L'ABBÉ DE SAINT-MAURICE

      Prétends-tu me menacer?

MANFRED

      Non pas moi; j'ai simplement dit qu'il y avait péril ici, et je voulais t'en éloigner.

L'ABBÉ DE SAINT-MAURICE

      Que veux-tu dire?

MANFRED

      Regarde, là! Vois-tu quelque chose?

L'ABBÉ DE SAINT-MAURICE

      Rien.

MANFRED

      Regarde, là, te dis-je; regarde avec assurance. Maintenant, dis-moi ce que tu vois.

L'ABBÉ DE SAINT-MAURICE

      Ce qui serait vraiment capable de me faire trembler; – mais je ne tremble pas. – Je vois, du sein de la terre, s'élever un noir et terrible fantôme, semblable à un dieu infernal.

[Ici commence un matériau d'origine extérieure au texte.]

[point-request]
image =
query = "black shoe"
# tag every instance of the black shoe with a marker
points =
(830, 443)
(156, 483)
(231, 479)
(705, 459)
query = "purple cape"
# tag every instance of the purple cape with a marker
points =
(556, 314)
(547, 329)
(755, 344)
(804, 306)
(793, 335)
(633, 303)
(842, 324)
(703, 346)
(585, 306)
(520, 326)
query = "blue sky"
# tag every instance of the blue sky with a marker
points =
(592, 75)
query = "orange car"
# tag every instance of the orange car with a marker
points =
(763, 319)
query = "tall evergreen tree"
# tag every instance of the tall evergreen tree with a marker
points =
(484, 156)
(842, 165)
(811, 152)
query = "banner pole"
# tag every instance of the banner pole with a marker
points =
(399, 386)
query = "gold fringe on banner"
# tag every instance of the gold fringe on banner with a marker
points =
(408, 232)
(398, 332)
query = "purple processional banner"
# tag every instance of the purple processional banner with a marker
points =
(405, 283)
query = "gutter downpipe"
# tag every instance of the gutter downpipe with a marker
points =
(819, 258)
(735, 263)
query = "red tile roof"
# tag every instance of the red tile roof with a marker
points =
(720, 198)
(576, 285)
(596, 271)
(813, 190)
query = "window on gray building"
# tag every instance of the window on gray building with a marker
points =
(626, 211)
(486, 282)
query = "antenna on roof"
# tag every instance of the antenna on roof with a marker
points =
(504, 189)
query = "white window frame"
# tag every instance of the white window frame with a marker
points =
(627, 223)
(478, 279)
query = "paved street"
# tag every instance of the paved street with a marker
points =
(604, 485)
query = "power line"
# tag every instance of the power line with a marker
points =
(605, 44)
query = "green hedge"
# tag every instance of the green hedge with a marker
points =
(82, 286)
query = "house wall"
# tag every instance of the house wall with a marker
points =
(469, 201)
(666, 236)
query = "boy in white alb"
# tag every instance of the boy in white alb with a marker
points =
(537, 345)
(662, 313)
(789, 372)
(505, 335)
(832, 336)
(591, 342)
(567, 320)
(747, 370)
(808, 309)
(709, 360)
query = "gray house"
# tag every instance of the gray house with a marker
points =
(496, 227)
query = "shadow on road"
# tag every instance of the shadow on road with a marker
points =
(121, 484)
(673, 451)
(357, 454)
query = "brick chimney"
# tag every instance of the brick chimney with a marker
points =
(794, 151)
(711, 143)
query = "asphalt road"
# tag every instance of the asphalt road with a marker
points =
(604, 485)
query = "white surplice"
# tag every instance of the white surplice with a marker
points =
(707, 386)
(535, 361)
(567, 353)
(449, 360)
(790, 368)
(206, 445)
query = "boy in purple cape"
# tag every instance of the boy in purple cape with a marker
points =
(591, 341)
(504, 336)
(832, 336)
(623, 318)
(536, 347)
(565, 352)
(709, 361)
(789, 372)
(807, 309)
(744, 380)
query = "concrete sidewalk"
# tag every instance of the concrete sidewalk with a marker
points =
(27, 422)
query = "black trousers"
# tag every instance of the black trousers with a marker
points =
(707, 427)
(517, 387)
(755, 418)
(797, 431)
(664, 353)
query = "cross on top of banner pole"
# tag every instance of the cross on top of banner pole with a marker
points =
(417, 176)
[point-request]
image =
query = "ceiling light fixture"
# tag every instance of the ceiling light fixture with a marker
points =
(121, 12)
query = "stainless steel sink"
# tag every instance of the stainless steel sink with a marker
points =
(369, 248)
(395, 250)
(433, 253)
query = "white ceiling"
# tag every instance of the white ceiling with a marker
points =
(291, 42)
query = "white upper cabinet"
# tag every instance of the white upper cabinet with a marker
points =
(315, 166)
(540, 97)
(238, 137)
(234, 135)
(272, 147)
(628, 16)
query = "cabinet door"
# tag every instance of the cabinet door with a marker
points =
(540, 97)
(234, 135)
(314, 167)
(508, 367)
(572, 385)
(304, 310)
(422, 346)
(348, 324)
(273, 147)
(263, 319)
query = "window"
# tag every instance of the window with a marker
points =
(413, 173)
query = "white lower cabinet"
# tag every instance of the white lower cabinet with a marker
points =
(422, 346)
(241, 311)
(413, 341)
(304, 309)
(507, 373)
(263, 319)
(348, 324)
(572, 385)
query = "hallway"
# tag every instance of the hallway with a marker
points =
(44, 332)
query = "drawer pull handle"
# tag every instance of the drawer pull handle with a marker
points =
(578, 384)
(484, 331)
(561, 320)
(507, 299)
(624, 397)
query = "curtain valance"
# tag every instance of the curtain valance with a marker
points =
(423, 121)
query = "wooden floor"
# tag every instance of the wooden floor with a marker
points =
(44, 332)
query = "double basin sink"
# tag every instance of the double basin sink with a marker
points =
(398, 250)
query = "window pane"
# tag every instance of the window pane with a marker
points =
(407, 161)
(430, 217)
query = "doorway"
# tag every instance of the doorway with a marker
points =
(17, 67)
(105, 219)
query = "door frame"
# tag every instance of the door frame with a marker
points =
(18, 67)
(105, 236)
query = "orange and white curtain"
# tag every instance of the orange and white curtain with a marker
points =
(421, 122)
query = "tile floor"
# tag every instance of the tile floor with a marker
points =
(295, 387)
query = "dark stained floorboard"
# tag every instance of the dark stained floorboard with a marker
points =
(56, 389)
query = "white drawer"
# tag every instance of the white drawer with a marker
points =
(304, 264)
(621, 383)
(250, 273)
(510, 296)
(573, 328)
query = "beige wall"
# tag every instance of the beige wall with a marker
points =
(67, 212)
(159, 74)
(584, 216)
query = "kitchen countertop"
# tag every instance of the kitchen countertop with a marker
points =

Il dérobe sa figure sous un manteau, et des nuages épais entourent son corps. Il s'arrête entre toi et moi; – non, je ne crains rien.

MANFRED

      Aussi, n'as-tu rien à redouter. – Il ne s'attaquera point à toi; – mais son aspect peut glacer tes vieux membres. Encore une fois-retire-toi.

L'ABBÉ DE SAINT-MAURICE

      Et moi, pour la dernière fois, – non. – Je vaincrai cet ennemi d'enfer. – Que vient-il demander ici?

MANFRED

      Ce qu'il-oui, – que vient-il demander ici? Je ne l'ai point appelé, – il est venu sans ordre.

L'ABBÉ DE SAINT-MAURICE

      Hélas! infortuné mortel! Qu'as-tu donc à démêler avec de pareils hôtes? Je tremble pour ton salut. Pourquoi fixe-t-il ainsi ses regards sur toi, et toi tes regards sur lui? Ah! le voilà qui découvre ses traits; sur son front est gravée l'empreinte de la foudre; de son œil s'échappe l'affreuse immortalité de l'enfer: – fuis, maudit!

MANFRED

      Parle. – Quelle est ta mission?

L'ESPRIT

      Partons!

L'ABBÉ DE SAINT-MAURICE

      Qui es-tu, être inconnu? Réponds-réponds!